月下心事,灯前长叹——读卢挚《双调·寿阳曲》有感
夜读元曲,偶遇卢挚的《双调·寿阳曲》,短短三十一字,却如一枚银针,轻轻刺入心底最柔软处。窗外月色如水,檐角铁马叮咚,一盏孤灯,欲写还休的心事,最终化作一声长叹,吹灭了唯一的灯火。这画面,这情感,竟与当代中学生的内心世界如此契合。
“窗间月,檐外铁”,开篇六个字,勾勒出一个清冷孤寂的夜晚。月光透过窗棂,洒在书案上,泛着冷冽的光泽;檐下的铁马(古代屋檐下悬挂的铁片,风吹作响)在夜风中叮当作响,更添几分凄凉。这场景,不正是我们中学生深夜苦读时的真实写照吗?只不过,我们的窗外没有铁马,取而代之的是空调外机的嗡鸣,或是远处车辆的呼啸。但那份孤独,那份面对无尽学业时的茫然,却是相通的。
“这凄凉对谁分说”,这一句直击人心。在成长的道路上,谁没有过无法言说的凄凉?考试失利后的自我怀疑,与朋友争吵后的委屈,面对父母期望时的压力,青春期中莫名涌起的忧伤……所有这些,都如巨石压在心头,却不知向谁倾诉。父母忙于生计,老师关注成绩,同学各有各的烦恼,社交媒体上的点赞与评论,终究无法触及内心最深处的孤独。
“剔银灯欲将心事写”,诗人挑亮灯盏,准备将满腹心事付诸笔墨。这动作何等熟悉!多少个深夜,我们摊开日记本,或打开手机的备忘录,想要记录下内心的波澜。写作,成为我们与自己对话的方式,成为情绪的出口。就像我的一位同学,每次考试前都会在纸上胡乱写下许多字,然后撕碎扔掉,她说这样能缓解焦虑。
然而最妙的是结尾——“长吁把灯吹灭”。一声长叹,吹灭了灯火,也中断了书写。为什么?或许是因为心事太重,文字难以承载;或许是因为无人可诉,写来也是徒增伤感;又或许是因为,有些情感本就无法用语言完全表达。这使我想起有一次数学考试失利后,我在日记本上写了几行字,最终却全部划掉,合上本子,关灯睡觉。有时候,沉默比言语更有力量。
卢挚是元代著名文学家,官至翰林学士,却能在曲中捕捉如此细腻的情感,可见古今中外,人类的情感是相通的。作为中学生,我们或许无法完全理解元代文人的处境,但那种孤独感、那种欲言又止的彷徨,却是我们能够深切体会的。

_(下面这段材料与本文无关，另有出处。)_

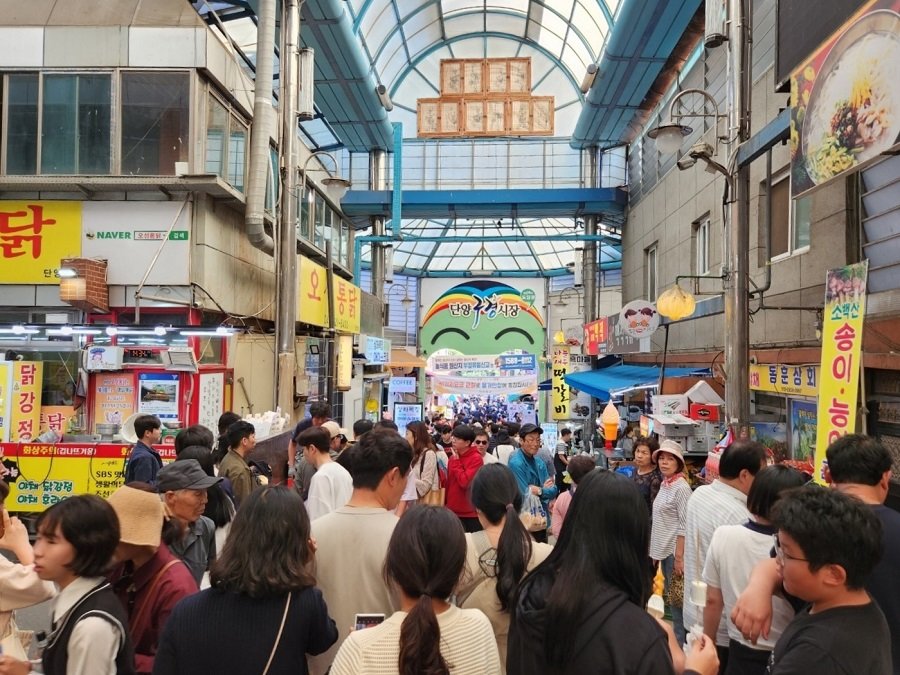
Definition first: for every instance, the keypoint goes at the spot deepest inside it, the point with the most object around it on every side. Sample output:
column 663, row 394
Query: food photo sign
column 845, row 100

从写作技巧上看,这首小令堪称典范。前两句写景,第三句抒情,后两句叙事,结构严谨;通过“月”、“铁”、“灯”等意象的组合,营造出凄清的意境;“剔”和“吹”两个动词,生动地表现了人物的动作和心理变化。这些都值得我们在中考作文中学习借鉴。
更重要的是,这首曲提醒我们:孤独是人生的常态,但也是自我成长的契机。当我们学会与自己相处,在寂静中聆听内心的声音,我们就在走向成熟。就像吹灭灯后,眼睛逐渐适应黑暗,反而能看清窗外的月光。
作为新时代的中学生,我们比卢挚幸运得多。我们有不离手的手机,有随时可联系的亲友,有心理咨询老师,有各种宣泄情绪的渠道。但本质上,我们依然需要面对如何与自我和解的永恒命题。或许,当我们下次感到“凄凉对谁分说”时,可以学着卢挚的样子,不是逃避,而是面对,即使最终选择“吹灭灯”,那也是经过思考后的主动选择。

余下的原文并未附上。